E’ morto a 47 anni Bernardo Cinquetti per un male che non è stato possibile curare. Era un filosofo e story editor.
Fu segretario della Sinistra Giovanile. Sostenne Mario Tommasini contro Stefano Lavagetto, ai tempi della prima vittoria di Elvio Ubaldi. Si candidò poi alla Presidenza della Provincia.
Si era trasferito a Parigi per un dottorato di Ricerca in filosofia.
Lascia la moglie e una bambina di due anni.
Il 18 ottobre scrisse su Facebook: “Oggi ho parlato con il mio Orso. Questa volta era alto, era molto più grande di me. Un orso bruno con la pelliccia lunga e folta. Ho sentito la sua presenza, alle spalle era venuto, e mi ha abbracciato da dietro le spalle, protettivo, come si fa con i bambini, avvolgendomi interamente. Protettivo, ma lo sguardo era severo. Non sorride mai, il mio orso.
Poi si è piazzato davanti a me e guadandomi dall’alto dritto negli occhi mi ha parlato con la sua voce profonda e roca.
«Ascoltami, io sono l’Orso. Ma non solo. Io sono la pianta, l’albero a cui ti appoggiavi poco fa, io sono la terra su cui ti sdraiavi e che abbracciavi, io sono il sole che hai sentito bambino in quei rari momenti in cui si sente veramente il sole. Ma sono anche la notte e la paura. E infatti sento che tu ti fidi di me, ma hai anche paura della mia profondità. Eppure io sono molto più di tutto quello che ho detto ora e in modo molto più semplice: io sono te, l’orso, la pianta, la terra, il sole, la notte. Tutto quello che tu sei biologicamente, quel poco o tanto che tu rappresenti nella biosfera.
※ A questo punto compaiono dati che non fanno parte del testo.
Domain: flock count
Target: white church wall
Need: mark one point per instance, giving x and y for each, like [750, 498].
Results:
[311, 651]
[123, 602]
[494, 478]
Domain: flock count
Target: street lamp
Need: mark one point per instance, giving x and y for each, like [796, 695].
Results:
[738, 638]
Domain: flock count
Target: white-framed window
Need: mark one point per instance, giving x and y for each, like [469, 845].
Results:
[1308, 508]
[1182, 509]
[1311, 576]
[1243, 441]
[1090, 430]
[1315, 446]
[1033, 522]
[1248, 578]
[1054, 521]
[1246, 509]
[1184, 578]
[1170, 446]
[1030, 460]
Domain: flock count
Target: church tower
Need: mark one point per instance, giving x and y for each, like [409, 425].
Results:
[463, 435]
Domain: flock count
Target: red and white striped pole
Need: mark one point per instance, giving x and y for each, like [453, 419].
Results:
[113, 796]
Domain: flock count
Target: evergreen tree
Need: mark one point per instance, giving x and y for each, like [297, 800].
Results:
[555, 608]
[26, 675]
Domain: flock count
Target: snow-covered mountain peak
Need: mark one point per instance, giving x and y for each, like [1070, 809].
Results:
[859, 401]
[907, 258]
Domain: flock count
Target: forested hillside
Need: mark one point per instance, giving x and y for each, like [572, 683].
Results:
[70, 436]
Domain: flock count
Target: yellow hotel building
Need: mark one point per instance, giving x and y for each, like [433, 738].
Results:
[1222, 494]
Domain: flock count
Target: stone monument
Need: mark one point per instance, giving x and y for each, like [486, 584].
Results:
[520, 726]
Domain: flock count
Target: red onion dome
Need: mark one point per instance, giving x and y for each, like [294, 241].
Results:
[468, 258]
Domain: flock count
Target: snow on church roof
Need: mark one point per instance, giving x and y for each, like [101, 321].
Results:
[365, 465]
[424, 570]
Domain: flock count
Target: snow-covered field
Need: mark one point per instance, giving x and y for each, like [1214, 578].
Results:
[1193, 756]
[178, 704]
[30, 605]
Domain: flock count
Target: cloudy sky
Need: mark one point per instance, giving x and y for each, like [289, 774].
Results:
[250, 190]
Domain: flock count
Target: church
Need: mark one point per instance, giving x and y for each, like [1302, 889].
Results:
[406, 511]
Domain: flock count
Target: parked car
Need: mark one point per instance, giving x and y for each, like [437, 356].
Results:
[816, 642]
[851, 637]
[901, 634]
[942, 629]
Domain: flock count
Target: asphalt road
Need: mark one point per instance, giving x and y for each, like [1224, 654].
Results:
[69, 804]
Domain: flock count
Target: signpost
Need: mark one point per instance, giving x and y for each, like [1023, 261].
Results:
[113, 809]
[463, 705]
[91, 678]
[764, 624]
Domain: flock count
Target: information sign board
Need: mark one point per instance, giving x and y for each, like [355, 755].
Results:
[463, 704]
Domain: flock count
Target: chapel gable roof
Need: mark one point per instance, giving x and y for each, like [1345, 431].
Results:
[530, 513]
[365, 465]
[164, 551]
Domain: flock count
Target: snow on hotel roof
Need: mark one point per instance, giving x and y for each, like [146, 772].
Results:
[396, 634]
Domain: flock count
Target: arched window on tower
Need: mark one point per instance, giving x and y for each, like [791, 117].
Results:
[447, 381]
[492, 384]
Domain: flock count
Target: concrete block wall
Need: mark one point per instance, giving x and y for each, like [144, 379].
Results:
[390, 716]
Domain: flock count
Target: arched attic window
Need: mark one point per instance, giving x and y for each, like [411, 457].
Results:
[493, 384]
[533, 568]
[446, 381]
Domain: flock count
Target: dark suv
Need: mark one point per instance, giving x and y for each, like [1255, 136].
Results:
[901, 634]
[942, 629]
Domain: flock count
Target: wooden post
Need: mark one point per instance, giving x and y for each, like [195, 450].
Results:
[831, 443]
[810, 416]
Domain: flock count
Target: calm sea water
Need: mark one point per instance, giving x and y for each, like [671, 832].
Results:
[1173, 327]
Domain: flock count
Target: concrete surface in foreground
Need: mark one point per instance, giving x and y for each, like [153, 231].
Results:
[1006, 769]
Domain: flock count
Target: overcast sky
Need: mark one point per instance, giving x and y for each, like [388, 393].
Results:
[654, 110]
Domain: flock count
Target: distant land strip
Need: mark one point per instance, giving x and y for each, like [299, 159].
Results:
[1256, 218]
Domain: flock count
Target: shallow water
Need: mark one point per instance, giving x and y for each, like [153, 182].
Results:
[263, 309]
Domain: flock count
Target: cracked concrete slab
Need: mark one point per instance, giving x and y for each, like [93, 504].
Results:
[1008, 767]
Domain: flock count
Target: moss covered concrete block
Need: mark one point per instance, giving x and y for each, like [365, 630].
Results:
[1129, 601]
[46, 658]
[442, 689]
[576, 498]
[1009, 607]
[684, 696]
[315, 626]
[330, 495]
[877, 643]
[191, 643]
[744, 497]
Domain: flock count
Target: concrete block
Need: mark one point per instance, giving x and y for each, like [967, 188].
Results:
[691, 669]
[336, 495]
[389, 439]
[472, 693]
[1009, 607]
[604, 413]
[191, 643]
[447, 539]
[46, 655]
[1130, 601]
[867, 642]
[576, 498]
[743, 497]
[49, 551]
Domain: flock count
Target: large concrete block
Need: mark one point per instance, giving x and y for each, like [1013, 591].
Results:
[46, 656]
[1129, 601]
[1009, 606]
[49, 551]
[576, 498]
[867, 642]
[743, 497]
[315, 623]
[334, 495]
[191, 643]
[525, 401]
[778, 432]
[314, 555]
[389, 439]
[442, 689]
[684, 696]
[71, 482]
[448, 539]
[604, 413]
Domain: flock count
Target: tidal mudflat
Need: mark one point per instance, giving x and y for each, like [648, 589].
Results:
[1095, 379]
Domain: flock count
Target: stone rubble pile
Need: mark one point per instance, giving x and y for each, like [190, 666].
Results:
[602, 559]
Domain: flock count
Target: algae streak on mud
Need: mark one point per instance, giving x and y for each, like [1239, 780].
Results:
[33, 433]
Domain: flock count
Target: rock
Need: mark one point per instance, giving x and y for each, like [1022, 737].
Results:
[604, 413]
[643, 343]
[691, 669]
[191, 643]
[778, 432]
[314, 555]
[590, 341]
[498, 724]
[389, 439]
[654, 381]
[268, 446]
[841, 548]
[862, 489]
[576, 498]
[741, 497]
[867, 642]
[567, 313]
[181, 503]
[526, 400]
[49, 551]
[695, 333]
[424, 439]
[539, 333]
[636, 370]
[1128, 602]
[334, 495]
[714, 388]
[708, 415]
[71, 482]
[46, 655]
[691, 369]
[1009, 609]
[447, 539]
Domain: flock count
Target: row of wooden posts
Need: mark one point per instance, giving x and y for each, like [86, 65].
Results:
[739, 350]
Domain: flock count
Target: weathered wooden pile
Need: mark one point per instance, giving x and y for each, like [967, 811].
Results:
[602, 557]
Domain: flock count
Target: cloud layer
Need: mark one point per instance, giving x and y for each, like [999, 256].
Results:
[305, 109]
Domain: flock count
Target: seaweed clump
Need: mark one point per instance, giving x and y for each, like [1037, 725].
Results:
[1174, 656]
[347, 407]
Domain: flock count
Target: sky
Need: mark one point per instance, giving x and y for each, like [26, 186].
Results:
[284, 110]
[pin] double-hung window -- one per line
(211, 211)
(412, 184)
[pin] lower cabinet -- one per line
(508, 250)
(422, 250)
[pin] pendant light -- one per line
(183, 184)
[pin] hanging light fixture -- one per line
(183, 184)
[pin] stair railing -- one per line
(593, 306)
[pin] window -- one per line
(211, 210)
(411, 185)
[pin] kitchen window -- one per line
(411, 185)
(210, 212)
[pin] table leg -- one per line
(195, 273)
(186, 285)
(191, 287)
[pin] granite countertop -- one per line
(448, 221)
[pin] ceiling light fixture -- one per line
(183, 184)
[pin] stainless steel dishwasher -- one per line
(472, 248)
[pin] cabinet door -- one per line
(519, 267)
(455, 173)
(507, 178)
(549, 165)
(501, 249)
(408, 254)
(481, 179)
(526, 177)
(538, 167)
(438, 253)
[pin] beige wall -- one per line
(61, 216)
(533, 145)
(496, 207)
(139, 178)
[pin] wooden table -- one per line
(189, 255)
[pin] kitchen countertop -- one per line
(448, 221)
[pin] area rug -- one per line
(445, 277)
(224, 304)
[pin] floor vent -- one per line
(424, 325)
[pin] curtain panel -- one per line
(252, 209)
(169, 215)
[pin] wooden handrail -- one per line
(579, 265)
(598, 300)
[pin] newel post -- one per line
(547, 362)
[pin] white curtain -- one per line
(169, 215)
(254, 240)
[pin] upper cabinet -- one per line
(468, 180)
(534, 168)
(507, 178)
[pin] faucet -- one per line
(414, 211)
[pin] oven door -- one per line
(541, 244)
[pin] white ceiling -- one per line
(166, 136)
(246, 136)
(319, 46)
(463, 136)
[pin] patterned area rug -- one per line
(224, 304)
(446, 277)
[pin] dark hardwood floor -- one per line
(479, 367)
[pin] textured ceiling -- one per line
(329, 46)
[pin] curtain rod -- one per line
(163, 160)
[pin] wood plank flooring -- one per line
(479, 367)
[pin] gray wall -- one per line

Ascoltami quindi, tu non sei figlio dei tuoi genitori, o non soltanto. Tu sei figlio di milioni di padri, milioni di madri. Tu sei tutti i batteri che ti permettono di mangiare, di vivere. Tu sei le cellule, tu sei il sale che compone le tue ossa, tu sei la luce che ti entra negli occhi, tu sei l’aria che vibra nei timpani, tu sei il mondo che sfiora la tua pelle annullandone il confine. Sono venuto a ricordarti questo, ora che stai per morire. Per troppo tempo lo hai dimenticato, pur avendolo visto e conosciuto come tutti in un giorno, un giorno primitivo della tua vita, per poi dimenticarlo nell’ascoltare le mille favole del dovere, e del dover godere, che ti hanno raccontato. Ecco, sono venuto a trovarti per dirti semplicemente : ricorda. Non c’è niente da imparare, non c’è niente di nuovo da scoprire. Ti basta ricordare ciò che hai sempre saputo ».
Così parlò il mio Orso, poi di nuovo mi abbracciò, mi avvolse tra le sue enormi braccia, forti e delicate, come quelle di un padre amoroso che abbraccia la sua creatura. Io chiusi gli occhi, mi abbandonai a quell’abbraccio. Quando li riapersi, labbraccio c’era ancora, ma lui non c’era più. Ero solo in quel pezzo di foresta. Tornai nella mia casa e registrai. Oggi ho visto il mio orso e ho cominciato a ricordare.”